Он встрепенулся. Оказалось, музыка умолкла, пары возвращаются за столики, а на сцене вновь появился субъект с бутоньеркой и вновь звучно декламировал что-то насчет старых замшелых традиций и победной поступи культурного прогресса.
– У вас получается, – сказала Надя как ни в чем не бывало, беря свой бокал. – При некоторой практике можете стать отличным партнером… Коля, да у вас щеки пылают! Что за прелесть! Я ни капельки вас не поддразниваю, просто говорю то, что есть… Вам понравилось?
– Тут возможны две точки зрения, – сказал Сабинин, запивая сконфуженность добрым глотком неплохого шампанского. – Одна – циничная мужская, вторая же – эстетическая…
– В том-то и прелесть, не правда ли? В том, что есть две этих точки зрения… – с улыбкой сообщницы сказала Надя. – Ничего. Когда-нибудь это будут танцевать совершенно открыто. Я где-то читала, что и вальс сначала считался совершенно неприличным танцем, абсолютно не подходящим для общества… И что мы наблюдаем теперь? Вальс, скорее, старомоден…
– Был у меня один знакомый ротмистр, – сказал Сабинин. – Всем танцам предпочитал мазурку. По его собственному выражению, мазурка открывает невероятные возможности для импровизации: задан лишь общий ритм, и можно выкаблучивать любые фигуры, какие тебе только придут в голову…
– Тогда получается, что и вся наша жизнь – мазурка. Есть некий общий ритм, а там уж всякий выкаблучивает, как сумеет, насколько хватит фантазии… Мы будем еще танцевать, Коля? Времени предостаточно…
– С удовольствием, – сказал он, подумав. – Начинаю понемногу привыкать…
– К
– Ну, вообще-то…
Он замолчал – где-то под потолком вдруг раздалось отчаянное дребезжание скрытого звонка, четкое, металлическое.
– Живо! – Надя проворно вскочила. – Полицейская облава!
Грохнул упавший стул – Сабинин вскочил следом за ней, кинулся к той самой дверце, низенькой, окованной тронутыми ржавчиной железными полосами. За его спиной надрывался звонок, послышался женский визг, громогласно стучали опрокидываемые стулья, со звоном разбилось что-то стеклянное…
Он рванул дверь за кольцо, пропуская вперед Надю, взбежал за ней следом по узенькой темной лестнице, спотыкаясь и ругаясь сквозь зубы. Кто-то, столь же проворный, звучно топотал следом, покрикивая:
– Эмили, бога ради, быстрее!
– Я спешу, милый… Боже, если узнает Альфред, я погибла! Моя репутация…

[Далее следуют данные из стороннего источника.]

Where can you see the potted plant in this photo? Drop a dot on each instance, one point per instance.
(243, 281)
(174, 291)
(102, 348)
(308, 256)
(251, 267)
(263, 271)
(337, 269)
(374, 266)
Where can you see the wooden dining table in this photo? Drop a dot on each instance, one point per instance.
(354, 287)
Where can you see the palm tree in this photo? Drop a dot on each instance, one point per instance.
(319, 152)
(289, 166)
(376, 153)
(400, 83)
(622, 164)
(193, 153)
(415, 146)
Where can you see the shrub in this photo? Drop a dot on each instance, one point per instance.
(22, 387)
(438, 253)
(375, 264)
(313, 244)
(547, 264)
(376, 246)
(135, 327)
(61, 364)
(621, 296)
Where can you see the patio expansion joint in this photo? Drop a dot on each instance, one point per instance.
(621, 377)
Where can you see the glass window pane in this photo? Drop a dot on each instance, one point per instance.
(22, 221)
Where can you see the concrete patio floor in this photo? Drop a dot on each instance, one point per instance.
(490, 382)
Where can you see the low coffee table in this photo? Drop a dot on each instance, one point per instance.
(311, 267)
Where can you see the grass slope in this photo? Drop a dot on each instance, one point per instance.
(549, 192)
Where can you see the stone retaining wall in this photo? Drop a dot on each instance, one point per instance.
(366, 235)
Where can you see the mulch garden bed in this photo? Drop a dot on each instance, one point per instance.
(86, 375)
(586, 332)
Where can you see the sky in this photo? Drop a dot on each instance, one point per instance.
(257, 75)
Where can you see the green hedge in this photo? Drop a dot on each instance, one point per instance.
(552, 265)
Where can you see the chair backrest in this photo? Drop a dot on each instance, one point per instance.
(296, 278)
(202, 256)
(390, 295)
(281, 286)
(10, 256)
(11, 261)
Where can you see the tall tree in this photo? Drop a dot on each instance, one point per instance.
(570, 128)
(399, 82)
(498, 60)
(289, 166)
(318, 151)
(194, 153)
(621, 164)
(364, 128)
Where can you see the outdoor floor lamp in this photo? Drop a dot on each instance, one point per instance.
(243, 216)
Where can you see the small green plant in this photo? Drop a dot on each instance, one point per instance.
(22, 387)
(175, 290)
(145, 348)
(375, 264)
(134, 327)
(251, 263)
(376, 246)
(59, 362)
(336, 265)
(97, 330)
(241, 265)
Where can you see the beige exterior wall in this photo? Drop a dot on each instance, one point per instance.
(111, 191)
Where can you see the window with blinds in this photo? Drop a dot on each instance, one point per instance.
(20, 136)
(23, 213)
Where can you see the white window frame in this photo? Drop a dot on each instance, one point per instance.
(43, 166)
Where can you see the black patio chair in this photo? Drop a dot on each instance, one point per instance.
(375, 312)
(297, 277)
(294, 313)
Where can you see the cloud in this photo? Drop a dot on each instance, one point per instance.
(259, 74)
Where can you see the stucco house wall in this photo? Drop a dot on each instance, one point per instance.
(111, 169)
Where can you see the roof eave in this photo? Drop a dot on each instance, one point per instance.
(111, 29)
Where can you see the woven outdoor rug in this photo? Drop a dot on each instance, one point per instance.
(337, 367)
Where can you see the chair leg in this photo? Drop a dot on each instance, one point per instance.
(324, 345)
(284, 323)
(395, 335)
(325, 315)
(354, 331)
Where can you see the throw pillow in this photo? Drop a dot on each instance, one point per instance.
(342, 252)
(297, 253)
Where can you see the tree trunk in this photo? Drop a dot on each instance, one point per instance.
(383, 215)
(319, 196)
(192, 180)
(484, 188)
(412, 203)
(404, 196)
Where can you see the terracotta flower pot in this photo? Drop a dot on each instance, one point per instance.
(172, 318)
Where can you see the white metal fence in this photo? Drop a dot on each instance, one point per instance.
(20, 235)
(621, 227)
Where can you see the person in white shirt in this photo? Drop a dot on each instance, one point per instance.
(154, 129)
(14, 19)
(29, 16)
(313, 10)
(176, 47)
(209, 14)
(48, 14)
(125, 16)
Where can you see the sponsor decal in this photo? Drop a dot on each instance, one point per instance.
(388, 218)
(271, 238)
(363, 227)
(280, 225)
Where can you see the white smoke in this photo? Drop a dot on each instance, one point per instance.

Дальнейшего Сабинин уже не расслышал – оказался под открытым небом, в небольшом дворике-колодце, куда выходили три высокие глухие стены, а высоко над головой уже сверкали звезды. Какие-то бочки, ящики, колесо от повозки… Надя метнулась к выходу, навстречу свету уличных фонарей, Сабинин побежал следом. Темная фигура в партикулярном кинулась им навстречу с улицы, свистя в полицейский свисток и придушенно вопя что-то по-немецки, – кажется, призывала оставаться на месте, поминала закон и порядок.
Ни черта он не различит и никого потом не узнает – вокруг довольно темно… Не колеблясь, Сабинин заслонил Надю и, почти не примериваясь, крепко ударил шпика носком лакированного штиблета под колено, а правой рукой отвесил полновесный удар под ложечку. Громко охнув, шпик в штатском прямо-таки выплюнул свисток, стал падать – и Сабинин от всей широкой славянской души почествовал его напоследок кулаком по шее, сверху вниз.
– Ой!
– Бежим, Эмили, бежим…
Не оглядываясь на товарищей по несчастью, они с Надей выскочили на улицу – спокойную, широкую, обсаженную вековыми липами, сиявшую уличными фонарями.
– За угол! – скомандовал Сабинин, мгновенно оценив ситуацию.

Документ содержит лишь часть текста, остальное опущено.